Two professors at the University of Arizona were interested in whether having students actually play a game would help them analyze theoretical properties of the game. The professors performed an experiment in which students played one of two games before coming to a class where both games were discussed. Students were randomly assigned to which of the two games they played, which we’ll call Game 1 and Game 2. On a later exam, students were asked to solve problems involving both games, with Question 1 referring to Game 1 and Question 2 referring to Game 2. When comparing the performance of the two groups on the exam question related to Game 1, they suspected that the mean for students who had played Game 1 (μ₁) would be higher than the mean for the other students μ₂, so they considered the hypotheses H₀: μ₁ = μ₂ vs H_a: μ₁ > μ₂.

(a) The paper states: ‘‘test of difference in means results in a p-value of 0.7619.” Do you think this provides sufficient evidence to conclude that playing Game 1 helped student performance on that exam question?
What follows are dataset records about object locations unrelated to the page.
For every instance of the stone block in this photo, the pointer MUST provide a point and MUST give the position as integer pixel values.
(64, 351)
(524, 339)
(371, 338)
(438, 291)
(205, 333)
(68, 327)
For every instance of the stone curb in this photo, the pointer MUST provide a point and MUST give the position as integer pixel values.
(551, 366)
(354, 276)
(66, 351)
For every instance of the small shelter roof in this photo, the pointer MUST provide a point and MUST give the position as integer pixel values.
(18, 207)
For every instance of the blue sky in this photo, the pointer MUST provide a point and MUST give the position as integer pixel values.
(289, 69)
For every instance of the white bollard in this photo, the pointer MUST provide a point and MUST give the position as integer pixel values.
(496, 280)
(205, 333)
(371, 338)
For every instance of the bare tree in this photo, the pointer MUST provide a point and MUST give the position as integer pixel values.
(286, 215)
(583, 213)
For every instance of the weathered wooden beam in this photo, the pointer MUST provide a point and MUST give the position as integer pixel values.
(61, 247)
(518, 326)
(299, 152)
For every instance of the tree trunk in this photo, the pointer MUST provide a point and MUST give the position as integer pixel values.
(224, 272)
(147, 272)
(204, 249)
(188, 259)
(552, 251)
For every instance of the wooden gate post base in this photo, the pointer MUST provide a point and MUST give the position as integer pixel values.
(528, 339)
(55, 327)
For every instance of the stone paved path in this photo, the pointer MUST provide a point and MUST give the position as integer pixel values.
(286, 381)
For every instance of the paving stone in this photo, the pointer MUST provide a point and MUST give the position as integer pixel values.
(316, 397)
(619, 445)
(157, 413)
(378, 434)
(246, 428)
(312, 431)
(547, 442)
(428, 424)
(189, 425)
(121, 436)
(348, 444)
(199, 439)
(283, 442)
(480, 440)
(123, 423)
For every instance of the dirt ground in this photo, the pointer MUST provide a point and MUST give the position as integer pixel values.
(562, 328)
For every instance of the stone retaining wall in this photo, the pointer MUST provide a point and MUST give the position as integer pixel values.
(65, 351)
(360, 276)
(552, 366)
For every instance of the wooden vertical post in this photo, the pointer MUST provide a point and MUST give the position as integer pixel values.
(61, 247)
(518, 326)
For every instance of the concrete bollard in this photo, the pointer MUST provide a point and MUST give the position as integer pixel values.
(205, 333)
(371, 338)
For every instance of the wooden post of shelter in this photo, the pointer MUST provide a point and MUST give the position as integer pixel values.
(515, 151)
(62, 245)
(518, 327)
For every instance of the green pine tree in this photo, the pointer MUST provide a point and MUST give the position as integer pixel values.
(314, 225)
Explain.

(b) If they were to repeat this experiment 1000 times, and there really is no effect from playing the game, roughly how many times would you expect the results to be as extreme as those observed in the actual study?

(c) When testing a difference in mean performance between the two groups on exam Question 2 related to Game 2 (so now the alternative is reversed to be H_a: μ₁ < μ₂ where μ₁ and μ₂ represent the mean on Question 2 for the respective groups), they computed a p-value of 0.5490. Explain what it means (in the context of this problem) for both p-values to be greater than 0.5.